Le pays des hommes intègres aura, en l’espace de huit mois, vu les militaires sortir de leurs casernes pour dicter leur loi, arguant de ce discours rassurant dont on use de façon magistrale chaque fois qu’il est question de justifier un changement brutal intervenu au sommet de l’Etat. Les circonstances de l’arrivée au pouvoir du jeune capitaine sont à quelques détails près identiques à celles de son prédécesseur.

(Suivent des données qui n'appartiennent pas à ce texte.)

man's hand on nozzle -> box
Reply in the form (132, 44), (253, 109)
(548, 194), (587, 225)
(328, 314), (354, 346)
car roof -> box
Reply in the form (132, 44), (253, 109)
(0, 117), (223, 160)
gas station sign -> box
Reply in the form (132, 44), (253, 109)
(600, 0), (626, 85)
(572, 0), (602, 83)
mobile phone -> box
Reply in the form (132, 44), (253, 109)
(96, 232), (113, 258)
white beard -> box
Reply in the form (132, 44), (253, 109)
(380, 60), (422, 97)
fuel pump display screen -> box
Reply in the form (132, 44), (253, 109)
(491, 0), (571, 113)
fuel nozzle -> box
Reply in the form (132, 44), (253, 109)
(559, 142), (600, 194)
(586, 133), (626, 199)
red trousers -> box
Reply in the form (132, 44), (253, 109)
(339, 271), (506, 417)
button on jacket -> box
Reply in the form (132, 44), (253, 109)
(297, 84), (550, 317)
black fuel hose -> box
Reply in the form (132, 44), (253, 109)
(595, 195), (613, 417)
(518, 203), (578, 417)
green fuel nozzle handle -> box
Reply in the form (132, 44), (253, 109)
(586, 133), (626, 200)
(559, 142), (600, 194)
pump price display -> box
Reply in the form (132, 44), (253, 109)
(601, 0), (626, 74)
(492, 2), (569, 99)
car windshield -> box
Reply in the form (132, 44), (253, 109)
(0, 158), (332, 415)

Le 24 janvier 2022, quand Paul-Henri Sandaogo Damiba écourta le mandat du président Christian Marc Kaboré, la raison invoquée en était la faiblesse de l’Etat dans la lutte contre les groupes armés qui écument le territoire national et y sèment la désolation. Il lui reprocha aussi de ne pas donner suffisamment de moyens aux forces de défense et de sécurité pour assurer avec succès les missions qui leur avaient été confiées. Dans le climat de déliquescence où  de source informée le pouvoir central ne contrôlerait plus que quelque 40% du territoire national, l’argument des putschistes semblait alors tout justifier.

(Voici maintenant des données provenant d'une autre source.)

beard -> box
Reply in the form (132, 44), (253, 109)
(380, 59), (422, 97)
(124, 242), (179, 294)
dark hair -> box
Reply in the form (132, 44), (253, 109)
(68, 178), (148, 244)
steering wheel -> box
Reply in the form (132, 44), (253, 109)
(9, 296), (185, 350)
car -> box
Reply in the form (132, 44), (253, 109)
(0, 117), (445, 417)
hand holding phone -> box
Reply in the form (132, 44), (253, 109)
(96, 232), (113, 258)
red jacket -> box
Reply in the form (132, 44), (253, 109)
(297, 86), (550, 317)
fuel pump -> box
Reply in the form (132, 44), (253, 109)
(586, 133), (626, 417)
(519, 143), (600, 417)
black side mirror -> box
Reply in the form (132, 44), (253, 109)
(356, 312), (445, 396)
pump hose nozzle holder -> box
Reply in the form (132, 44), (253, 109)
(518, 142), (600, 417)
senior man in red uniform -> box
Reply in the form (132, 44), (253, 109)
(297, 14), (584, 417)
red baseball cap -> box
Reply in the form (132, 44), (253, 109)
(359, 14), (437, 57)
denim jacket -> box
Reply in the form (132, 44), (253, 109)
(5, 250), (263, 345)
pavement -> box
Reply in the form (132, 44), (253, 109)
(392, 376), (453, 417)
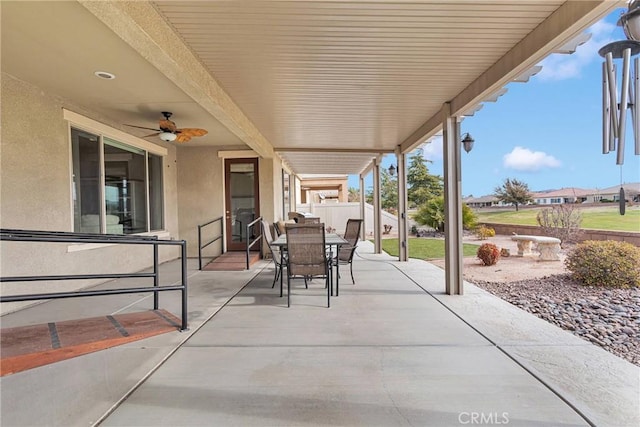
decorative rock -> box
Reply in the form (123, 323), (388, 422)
(475, 275), (640, 366)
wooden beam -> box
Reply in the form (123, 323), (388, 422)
(78, 0), (273, 158)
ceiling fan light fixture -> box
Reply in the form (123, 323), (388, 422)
(159, 132), (177, 142)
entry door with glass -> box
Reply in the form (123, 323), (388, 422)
(224, 158), (260, 251)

Au bout de huit mois d’exercice, au sein des forces de défense même, les violons ne se sont pas accordés. Accusé de rouler pour lui-même, de s’intéresser plus à défendre ses intérêts que ceux de la nation en danger, Paul-Henri Sandaogo Damiba n’a pas pu arrêter la bourrasque qui l’a emporté. Il aurait, semble-t-il, tenté de résister à ses tombeurs en rassemblant quelques fidèles à portée de main mais pour vite se rendre compte que sa cause était entendue. La voie de la sagesse l’a emporté comme celle de l’exil. Au moins le pays est sauf !

Quand il parvint à son tour à prendre le pouvoir, le capitaine Ibrahim Traoré proclama qu’il n’avait pas l’intention de prendre la tête du pays. Les assises convoquées à la suite de son putsch censées désigner un chef de la transition « civil » ou « militaire », de sorte que lui et ses hommes s’occupent, on suppose, de ceux qui ne laissent pas les Burkinabè fermer l’œil de la nuit, les fameux groupes rebelles. Il semble que ce raisonnement n’ait pas vraiment pris car étant à l’initiative du renversement du précédent régime, la logique voudrait qu’il en assume pleinement les suites.

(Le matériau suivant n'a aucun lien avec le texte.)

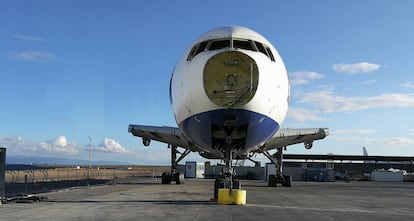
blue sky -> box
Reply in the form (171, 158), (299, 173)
(0, 0), (414, 164)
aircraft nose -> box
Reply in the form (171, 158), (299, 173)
(203, 51), (259, 108)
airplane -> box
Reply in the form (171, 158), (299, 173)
(128, 26), (329, 196)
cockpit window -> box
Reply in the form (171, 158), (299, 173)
(187, 38), (275, 61)
(266, 46), (275, 61)
(254, 41), (267, 55)
(187, 41), (208, 61)
(194, 41), (208, 56)
(233, 40), (256, 51)
(208, 39), (230, 51)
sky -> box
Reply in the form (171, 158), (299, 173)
(0, 0), (414, 165)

Un peu comme l’enseigne la sagesse : puisque vous avez jugé bon, arguments à l’appui de vous emparer d’un trophée qui semble vous plaire, et bien, conservez-le jusqu’à ce qu’il vous revienne de juger de l’opportunité de le partager ou non.

Au fond, en dépit du soutien populaire traduit par les manifestations de rue au passage du cortège du capitaine Traoré, les milieux civils et militaires du Burkina Faso ont dû éviter de se donner la peine de lui disputer son trophée. En se disant, « à quoi bon si demain matin un autre soldat se présente pour mettre fin à l’exercice de son prédécesseur ? ». 

Devrait-on peut-être pour l’heure se contenter d’observer si Ibrahim Traoré et son gouvernement travailleront au retour de l’ordre constitutionnel dans vingt-quatre mois comme le réclame la charte de la transition, et si la lutte contre les rebelles ne viendra pas perturber le relatif ordre établi à l’issue des assises nationales des 14 et 15 octobre.